In other words, this is as good a time as any to reflect on the road to VIS 2024: what went wrong, what went well, and what will happen in the future.
This is the tenth “Road to VIS 2024” post that we are posting to the IEEE VIS website. Overall, we count this blog post series as a positive achievement for VIS 2024. We hope that these posts have helped to shed some light on the inside workings of the conference for both early-career and senior researchers alike. We have valued the chance to speak to the community directly in this way.
If you cast your mind back to the early days of the blog, you may remember our second post on the “Call for Papers”, where we talked about the four changes we were making to the conference for 2024. Earlier this summer, we distributed a survey to our program committee to collect their feedback on these changes and the overall review process this year. Out of a total of 142 PC members and 12 Area Papers Chairs, we received 75 responses—thank you!—which we think is a pretty good rate, and certainly good enough to base our decision-making on.

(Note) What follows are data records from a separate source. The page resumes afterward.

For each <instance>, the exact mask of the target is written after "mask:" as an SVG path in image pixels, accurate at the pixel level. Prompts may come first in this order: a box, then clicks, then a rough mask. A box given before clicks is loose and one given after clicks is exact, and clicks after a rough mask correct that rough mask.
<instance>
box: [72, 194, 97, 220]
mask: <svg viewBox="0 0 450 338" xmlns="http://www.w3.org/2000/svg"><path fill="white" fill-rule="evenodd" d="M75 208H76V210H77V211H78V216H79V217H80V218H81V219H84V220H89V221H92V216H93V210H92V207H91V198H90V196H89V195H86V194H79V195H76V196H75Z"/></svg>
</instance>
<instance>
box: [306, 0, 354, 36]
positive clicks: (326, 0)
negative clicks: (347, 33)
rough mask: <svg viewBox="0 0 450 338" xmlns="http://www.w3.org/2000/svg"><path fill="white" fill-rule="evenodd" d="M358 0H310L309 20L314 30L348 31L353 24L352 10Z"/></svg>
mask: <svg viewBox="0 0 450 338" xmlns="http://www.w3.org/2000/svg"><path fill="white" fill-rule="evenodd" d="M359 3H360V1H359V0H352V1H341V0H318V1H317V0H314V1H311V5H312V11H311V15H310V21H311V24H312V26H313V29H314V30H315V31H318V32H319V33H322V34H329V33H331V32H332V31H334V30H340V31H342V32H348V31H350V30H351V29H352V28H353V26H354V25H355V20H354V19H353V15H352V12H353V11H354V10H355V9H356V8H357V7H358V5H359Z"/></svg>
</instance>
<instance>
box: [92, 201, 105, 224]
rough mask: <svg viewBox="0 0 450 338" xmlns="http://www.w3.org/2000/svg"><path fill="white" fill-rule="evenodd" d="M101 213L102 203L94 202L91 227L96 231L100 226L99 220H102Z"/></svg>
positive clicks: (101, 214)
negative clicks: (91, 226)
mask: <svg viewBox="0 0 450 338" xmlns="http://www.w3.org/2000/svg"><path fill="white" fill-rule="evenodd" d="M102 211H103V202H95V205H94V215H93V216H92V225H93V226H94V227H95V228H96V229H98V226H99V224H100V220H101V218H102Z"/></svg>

Our first change, to reduce the number of reviewers per paper from four to three (primary, secondary, and one external reviewer) yielded 47% in favor, 18% undecided, and 35% negative (see below). There were many free-form comments in favor and against; we read them all. Nevertheless, we think that this response warrants continuing the experiment for at least another year. We are awaiting the VSC’s final decision on this proposal for VIS 2025.
Our second change, to increase the load for each PC member from six to eight—and thereby reducing the size of the program committee to free up external reviewers—was much less popular. As can be seen in the pie chart below, 74% were against keeping this load and wanted to go back to 6 per PC member, 11% were undecided, and only 15% felt that the 8 papers per PC member load was acceptable. The comments were rather scathing, with some respondents saying they would decline the PC next year if the higher load was maintained for VIS 2025. While we note that 8 used to be the norm for the VIS conference in the past, we have heard this feedback loud and clear. We are awaiting the VSC’s approval on going back to 6 papers per PC member for VIS 2025.

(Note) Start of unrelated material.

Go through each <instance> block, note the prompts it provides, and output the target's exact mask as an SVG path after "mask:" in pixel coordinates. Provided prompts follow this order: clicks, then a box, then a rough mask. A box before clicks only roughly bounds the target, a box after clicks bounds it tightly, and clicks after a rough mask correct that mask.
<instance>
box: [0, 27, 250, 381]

We also collected general feedback on the review process and read each of the responses. Overall, PC members provided many helpful tips on managing the reviewing load, finding external reviewers, increasing the reviewer pool, improving the transparency of the process, and desk rejecting more liberally. We thank everyone who took the time to offer their thoughts on the process and we will be doing our best to incorporate their feedback, directly or indirectly, for next year.

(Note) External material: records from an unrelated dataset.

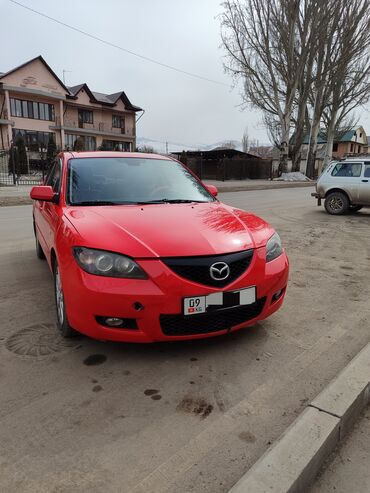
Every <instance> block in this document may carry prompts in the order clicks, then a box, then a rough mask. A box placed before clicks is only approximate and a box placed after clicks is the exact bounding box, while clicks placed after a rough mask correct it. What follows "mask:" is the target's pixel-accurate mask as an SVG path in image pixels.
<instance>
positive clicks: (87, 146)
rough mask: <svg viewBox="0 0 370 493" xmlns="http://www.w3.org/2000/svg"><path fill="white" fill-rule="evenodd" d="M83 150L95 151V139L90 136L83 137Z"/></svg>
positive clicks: (85, 136) (87, 150)
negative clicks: (83, 145)
mask: <svg viewBox="0 0 370 493" xmlns="http://www.w3.org/2000/svg"><path fill="white" fill-rule="evenodd" d="M85 150H86V151H96V138H95V137H93V136H90V135H86V136H85Z"/></svg>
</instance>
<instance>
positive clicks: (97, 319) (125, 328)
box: [95, 315, 137, 330]
mask: <svg viewBox="0 0 370 493" xmlns="http://www.w3.org/2000/svg"><path fill="white" fill-rule="evenodd" d="M95 320H96V321H97V322H98V324H100V325H104V326H105V327H111V328H112V329H113V328H114V329H125V330H129V329H131V330H137V323H136V319H134V318H120V317H102V316H99V315H95Z"/></svg>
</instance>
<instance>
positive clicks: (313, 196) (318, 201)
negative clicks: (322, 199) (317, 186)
mask: <svg viewBox="0 0 370 493" xmlns="http://www.w3.org/2000/svg"><path fill="white" fill-rule="evenodd" d="M311 197H315V198H316V199H317V205H321V197H320V195H319V194H318V193H317V192H313V193H311Z"/></svg>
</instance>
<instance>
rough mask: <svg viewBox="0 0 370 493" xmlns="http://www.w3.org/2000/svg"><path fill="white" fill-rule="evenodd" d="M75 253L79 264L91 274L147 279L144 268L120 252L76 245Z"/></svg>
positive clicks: (115, 276) (114, 276)
mask: <svg viewBox="0 0 370 493" xmlns="http://www.w3.org/2000/svg"><path fill="white" fill-rule="evenodd" d="M73 255H74V257H75V259H76V261H77V263H78V265H79V266H80V267H81V269H83V270H84V271H86V272H89V274H95V275H97V276H107V277H123V278H126V279H147V278H148V276H147V275H146V273H145V272H144V271H143V269H142V268H141V267H140V266H139V265H138V264H137V263H136V262H134V261H133V260H132V259H130V258H129V257H126V256H125V255H121V254H119V253H112V252H107V251H105V250H95V249H93V248H85V247H75V248H73Z"/></svg>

This brings us to the topic of the future: VIS 2025. While we have not yet even held VIS 2024, it is never too early to prepare for what’s next. Beyond the changes discussed above—keeping three reviewers and going back to six papers per PC member—we have some bold ideas of where VIS should go. Some of these deal with improvements to PCS to reduce the impact of unethical reviewing; see our post on “Decisions”, for more details on this. However, some ideas that we are considering are sufficiently bold or experimental that we would first like to hear what the community has to say about them. For this reason, the VIS 2024 and the incoming 2025 OPCs plan to discuss them at the VIS town hall during the conference. To give you a flavor of some of the things we are considering, we’re thinking about (1) extending the deadline a week for only supplemental material, (2) giving authors the option to publish anonymized reviews with their accepted papers, and (3) introducing a student reviewer program where primary reviewers optionally get to invite a Ph.D. or masters student as an advisory “student reviewer” for each paper they manage.
We hope that you will join us at the VIS 2024 town hall so that you can weigh in on these ideas, and offer any other ideas that you may have for improving VIS in the future.
Anyway, our work here is almost done. This has been quite a ride and we’re looking forward to a vibrant finale at the conference. We can’t wait to let you see the exciting scientific program that the community has assembled. See you in St. Pete Beach!